Do yourself a favor buy a 15" benchtop from anyone else. Jet thinks to highly of themselves and WEN will break, try Steel City or another brand, I have 15 year old Jet Equipment and it is not the same durability.


----------



## dman2 (Sep 4, 2019)

If you do want to change the belt (a trivial job, usually), great source for belts is V-Belt Guys Search - Replacement Belts, Quick & Easy All the ones I purchase have lasted.
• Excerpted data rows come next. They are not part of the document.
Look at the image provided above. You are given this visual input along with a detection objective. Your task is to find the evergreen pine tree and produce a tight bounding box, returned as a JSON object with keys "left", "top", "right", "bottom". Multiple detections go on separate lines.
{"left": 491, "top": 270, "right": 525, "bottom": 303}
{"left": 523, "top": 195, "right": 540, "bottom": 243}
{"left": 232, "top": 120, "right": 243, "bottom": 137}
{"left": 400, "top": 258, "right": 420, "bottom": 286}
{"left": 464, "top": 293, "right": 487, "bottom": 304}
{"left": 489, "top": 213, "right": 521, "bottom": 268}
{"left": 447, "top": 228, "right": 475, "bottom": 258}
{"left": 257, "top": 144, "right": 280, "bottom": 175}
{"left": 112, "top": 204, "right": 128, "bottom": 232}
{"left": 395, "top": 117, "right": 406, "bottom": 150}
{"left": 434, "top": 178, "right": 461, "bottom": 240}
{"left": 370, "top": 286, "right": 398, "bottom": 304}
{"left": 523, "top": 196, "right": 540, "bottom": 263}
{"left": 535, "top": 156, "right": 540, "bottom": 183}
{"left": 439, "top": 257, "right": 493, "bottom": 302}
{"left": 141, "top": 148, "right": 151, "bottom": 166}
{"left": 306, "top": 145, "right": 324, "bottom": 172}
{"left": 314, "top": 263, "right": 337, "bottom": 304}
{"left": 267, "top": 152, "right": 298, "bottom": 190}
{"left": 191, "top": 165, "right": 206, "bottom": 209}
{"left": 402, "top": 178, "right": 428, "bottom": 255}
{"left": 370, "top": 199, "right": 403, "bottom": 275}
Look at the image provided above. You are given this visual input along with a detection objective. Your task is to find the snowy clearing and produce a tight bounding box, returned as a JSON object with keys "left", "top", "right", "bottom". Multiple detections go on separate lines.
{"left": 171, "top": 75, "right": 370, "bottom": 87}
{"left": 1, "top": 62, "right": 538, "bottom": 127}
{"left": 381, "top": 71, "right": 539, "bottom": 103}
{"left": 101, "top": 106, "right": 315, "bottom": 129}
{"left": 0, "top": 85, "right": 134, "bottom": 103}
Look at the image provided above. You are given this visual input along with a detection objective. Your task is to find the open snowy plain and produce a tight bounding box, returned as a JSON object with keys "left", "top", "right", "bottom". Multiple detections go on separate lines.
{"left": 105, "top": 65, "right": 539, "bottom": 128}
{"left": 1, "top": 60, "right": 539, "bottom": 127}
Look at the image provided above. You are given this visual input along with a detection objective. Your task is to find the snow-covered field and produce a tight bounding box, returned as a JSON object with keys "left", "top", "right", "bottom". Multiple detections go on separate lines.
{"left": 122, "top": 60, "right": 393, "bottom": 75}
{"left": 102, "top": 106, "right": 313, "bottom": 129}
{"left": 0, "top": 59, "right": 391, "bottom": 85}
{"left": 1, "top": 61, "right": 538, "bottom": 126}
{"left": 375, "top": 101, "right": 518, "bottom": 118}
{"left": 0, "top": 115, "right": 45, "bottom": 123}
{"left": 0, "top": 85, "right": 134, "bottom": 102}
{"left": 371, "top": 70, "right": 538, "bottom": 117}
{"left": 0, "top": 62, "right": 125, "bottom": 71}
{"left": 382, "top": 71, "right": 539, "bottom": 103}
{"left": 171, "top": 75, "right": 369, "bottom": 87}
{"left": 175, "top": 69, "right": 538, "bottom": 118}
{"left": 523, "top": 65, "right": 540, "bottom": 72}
After getting the measurements (length/diameter and widths) you might want to call them for help.


----------



## Straightlines (May 15, 2013)

I say connect with Roxanne on this.

The old Jet is SOOOooo much better than any of the newer stuff, so the time you spend fixing will have 2 distinct advantages: A) You’ll save yourself a lot of $$ and time, AND get to keep a machine that you are familiar with, B) you will have gotten up close and personal with another very important part of what we do here: We make things and fix our stuff so we can keep making things (it’s routine maintenance believe it or not).


----------



## biotec (Nov 17, 2019)

there manuals for sale did not find a free one
JET-Asian 13R Drill Press Owner’s & Parts Manual
four step pulley i have the looks the same as OP drill press 5/8 shaft with (5/8 sleeve 1/2) 3/16 key. four groves.
1, 4.65" 
2, 3.65" 
3, 2.96"
4, 2.34
$ 30. to $40 
i believe this is a much better drill press than the new Jet or Wen Same size.


----------